# calculate second derivative for all three channels, sum of squares for mag

for y in xrange(2,h-1):

for x in xrange(2,w-1):

rdx = inpix[x+1,y][0] + inpix[x-1,y][0] - 2*inpix[x,y][0]

gdx = inpix[x+1,y][1] + inpix[x-1,y][1] - 2*inpix[x,y][1]

bdx = inpix[x+1,y][2] + inpix[x-1,y][2] - 2*inpix[x,y][2]

rdy = inpix[x,y+1][0] + inpix[x,y-1][0] - 2*inpix[x,y][0]

gdy = inpix[x,y+1][1] + inpix[x,y-1][1] - 2*inpix[x,y][1]

bdy = inpix[x,y+1][2] + inpix[x,y-1][2] - 2*inpix[x,y][2]

outpix2[x,y] = math.sqrt( rdx*rdx + gdx*gdx + bdx*bdx + rdy*rdy + gdy*gdy + bdy*bdy )

To perform image segmentation it would probably be smart to use the pixel value, the gradient (mag and direction) and the second derivative, no sense in throwing away useful information.

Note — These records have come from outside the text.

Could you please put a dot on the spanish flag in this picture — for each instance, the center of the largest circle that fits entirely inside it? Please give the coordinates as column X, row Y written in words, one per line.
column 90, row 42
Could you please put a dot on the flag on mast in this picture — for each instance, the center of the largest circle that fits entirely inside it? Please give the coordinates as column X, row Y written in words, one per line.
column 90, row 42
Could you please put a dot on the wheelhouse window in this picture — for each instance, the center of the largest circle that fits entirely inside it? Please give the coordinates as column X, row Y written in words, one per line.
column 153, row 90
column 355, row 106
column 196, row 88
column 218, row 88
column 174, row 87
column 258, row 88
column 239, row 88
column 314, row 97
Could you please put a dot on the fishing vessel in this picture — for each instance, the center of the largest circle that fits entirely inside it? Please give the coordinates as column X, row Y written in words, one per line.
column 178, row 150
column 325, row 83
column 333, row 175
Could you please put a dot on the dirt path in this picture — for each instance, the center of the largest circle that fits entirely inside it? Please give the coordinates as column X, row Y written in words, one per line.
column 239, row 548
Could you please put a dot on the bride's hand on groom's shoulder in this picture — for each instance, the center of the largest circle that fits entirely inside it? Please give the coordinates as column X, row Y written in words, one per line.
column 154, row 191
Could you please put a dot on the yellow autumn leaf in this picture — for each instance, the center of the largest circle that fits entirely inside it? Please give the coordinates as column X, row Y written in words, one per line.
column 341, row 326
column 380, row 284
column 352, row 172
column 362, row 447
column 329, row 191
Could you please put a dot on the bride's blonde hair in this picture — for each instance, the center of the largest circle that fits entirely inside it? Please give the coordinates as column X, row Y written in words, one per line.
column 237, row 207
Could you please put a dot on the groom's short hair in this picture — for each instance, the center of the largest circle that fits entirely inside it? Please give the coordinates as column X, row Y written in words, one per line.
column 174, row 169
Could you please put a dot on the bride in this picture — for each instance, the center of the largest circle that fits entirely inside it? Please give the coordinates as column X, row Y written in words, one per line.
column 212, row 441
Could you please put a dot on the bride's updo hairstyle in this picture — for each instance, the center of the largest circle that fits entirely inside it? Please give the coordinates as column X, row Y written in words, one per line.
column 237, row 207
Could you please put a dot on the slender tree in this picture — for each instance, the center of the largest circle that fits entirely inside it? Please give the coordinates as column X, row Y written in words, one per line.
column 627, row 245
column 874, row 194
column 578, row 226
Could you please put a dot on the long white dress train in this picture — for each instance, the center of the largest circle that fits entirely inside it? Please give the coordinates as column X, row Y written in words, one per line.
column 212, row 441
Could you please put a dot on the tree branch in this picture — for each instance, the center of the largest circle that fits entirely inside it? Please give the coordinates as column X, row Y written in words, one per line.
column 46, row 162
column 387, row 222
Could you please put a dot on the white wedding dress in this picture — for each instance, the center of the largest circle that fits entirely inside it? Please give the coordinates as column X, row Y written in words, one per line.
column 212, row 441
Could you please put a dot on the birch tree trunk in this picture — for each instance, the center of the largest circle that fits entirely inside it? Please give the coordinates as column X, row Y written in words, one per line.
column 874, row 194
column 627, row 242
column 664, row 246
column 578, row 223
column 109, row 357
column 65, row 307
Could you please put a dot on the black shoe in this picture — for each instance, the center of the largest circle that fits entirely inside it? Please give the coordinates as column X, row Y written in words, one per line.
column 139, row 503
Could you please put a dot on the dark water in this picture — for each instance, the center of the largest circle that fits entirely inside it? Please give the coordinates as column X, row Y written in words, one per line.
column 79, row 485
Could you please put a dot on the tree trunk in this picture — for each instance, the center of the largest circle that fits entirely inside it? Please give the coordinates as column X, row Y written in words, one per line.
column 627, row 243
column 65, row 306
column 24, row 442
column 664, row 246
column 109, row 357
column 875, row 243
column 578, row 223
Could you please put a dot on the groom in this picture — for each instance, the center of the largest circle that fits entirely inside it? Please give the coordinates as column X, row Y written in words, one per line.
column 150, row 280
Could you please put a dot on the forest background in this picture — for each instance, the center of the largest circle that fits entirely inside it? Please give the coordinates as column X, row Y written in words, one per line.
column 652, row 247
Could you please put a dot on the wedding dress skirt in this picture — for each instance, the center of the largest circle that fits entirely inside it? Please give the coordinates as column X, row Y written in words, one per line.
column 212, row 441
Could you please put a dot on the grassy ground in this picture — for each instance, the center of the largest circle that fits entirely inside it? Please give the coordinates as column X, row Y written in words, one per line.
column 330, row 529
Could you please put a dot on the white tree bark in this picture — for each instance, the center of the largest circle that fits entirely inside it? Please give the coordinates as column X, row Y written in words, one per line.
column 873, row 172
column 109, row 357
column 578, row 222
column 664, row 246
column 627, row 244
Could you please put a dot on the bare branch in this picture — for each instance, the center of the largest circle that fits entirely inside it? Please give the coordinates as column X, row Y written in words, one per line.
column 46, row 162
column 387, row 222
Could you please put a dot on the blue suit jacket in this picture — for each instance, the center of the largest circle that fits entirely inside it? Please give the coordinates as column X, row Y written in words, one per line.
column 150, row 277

Gray-scale image of the magnitude of the second derivative (edges are really where the second derivative changes sign, but an edge tends to have extrema in the second derivative on either side of it) shown below.

Using Psyco or F2Py has been shown on similar problems to give several orders of magnitude speed up over a straight Python implementation as shown above.